Surprisingly, the main focus seemed to be romance between Brynn, who has had a rough year with the loss of her mother to cancer and the dissolution of a 20-year partnership, and Dominic, the extremely handsome, extremely buff, extremely tattooed man staying at the same inn as Brynn. They get involved with each other quite quickly, which was a surprise because I wasn’t expecting romance in the novel, but to be fair, the romance wasn’t the central theme of the story. The ghostly happenings, the romance, and the lives of the other people Brynn meets make up the story.

There’s a woman with Alzheimer’s named Alice, who seems to know a lot about Brynn and her past, and future. While her brain becomes more confused as the disease progresses, she becomes more connected with Brynn and Dominic.

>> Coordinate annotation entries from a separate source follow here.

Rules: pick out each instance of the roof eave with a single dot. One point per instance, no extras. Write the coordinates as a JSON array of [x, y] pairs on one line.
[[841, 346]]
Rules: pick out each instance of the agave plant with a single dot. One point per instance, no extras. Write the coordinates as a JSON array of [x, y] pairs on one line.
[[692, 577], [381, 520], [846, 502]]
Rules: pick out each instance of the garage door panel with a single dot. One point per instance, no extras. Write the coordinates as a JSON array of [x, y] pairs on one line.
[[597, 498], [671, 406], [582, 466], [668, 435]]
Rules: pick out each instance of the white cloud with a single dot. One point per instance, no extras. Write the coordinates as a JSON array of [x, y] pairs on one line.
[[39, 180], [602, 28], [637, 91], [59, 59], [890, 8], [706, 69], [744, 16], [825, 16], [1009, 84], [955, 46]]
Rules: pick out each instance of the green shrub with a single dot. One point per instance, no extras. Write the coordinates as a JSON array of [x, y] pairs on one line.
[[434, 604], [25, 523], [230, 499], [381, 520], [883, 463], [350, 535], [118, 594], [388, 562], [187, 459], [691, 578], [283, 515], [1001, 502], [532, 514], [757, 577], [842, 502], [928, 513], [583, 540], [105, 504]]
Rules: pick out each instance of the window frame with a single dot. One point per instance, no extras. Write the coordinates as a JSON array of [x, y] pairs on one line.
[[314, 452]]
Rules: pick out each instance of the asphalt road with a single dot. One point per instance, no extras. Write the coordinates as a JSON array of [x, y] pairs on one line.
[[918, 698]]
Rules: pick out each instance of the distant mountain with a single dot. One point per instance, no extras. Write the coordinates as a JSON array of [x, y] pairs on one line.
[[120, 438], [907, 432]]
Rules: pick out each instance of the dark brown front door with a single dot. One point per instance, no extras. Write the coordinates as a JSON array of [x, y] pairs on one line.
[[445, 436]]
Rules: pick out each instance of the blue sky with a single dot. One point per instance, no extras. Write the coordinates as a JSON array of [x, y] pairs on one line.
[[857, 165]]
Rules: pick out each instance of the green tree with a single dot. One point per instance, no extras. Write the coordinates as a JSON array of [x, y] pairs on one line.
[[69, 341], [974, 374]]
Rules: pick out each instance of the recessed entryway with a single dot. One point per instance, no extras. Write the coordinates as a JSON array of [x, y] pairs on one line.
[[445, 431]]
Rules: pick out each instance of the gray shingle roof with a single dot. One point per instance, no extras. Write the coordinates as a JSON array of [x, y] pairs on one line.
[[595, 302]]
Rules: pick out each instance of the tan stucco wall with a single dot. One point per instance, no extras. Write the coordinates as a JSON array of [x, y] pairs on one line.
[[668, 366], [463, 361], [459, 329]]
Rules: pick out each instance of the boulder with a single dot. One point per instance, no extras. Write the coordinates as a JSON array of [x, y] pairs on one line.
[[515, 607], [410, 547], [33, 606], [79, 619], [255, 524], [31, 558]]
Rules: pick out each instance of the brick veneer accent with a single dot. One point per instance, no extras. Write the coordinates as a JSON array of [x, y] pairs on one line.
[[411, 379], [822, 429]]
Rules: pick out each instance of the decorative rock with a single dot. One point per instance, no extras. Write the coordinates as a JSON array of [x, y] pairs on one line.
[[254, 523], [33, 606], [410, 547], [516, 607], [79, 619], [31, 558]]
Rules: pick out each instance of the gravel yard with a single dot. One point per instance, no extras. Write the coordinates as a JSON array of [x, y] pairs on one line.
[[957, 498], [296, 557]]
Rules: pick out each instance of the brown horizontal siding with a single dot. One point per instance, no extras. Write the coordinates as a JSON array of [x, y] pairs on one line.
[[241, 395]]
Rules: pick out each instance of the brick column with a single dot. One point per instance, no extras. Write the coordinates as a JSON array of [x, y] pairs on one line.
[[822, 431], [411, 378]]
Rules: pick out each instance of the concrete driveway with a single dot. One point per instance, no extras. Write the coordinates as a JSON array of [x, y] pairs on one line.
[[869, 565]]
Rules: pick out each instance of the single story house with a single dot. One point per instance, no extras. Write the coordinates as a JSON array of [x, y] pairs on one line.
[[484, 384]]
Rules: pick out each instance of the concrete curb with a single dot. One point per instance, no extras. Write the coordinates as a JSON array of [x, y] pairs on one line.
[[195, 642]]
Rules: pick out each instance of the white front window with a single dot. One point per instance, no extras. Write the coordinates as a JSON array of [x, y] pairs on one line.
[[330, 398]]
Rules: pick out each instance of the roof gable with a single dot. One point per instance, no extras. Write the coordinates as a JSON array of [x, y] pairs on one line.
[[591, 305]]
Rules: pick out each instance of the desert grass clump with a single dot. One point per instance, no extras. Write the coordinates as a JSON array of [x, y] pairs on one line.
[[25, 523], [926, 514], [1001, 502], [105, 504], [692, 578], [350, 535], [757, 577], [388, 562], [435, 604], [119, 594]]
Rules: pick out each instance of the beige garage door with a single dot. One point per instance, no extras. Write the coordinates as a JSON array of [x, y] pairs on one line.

The townspeople are mostly interesting characters who add to the story and life of the setting. Of course, there’s a bookstore owner, and Brynn makes friends with her, stopping by the store to buy a copy of Ray Bradbury’s The Illustrated Man. There’s quite a discussion about it, and it makes me want to get a copy and read the book myself.

The Haunting of Brynn Wilder was a quick and easy October read that was exactly what I was looking for. And even though I figured out the ending of the book early on in the story, I still enjoyed the journey and the picture painted of life in Wharton to get there. I’ll most definitely be checking out more of Wendy Webb’s work.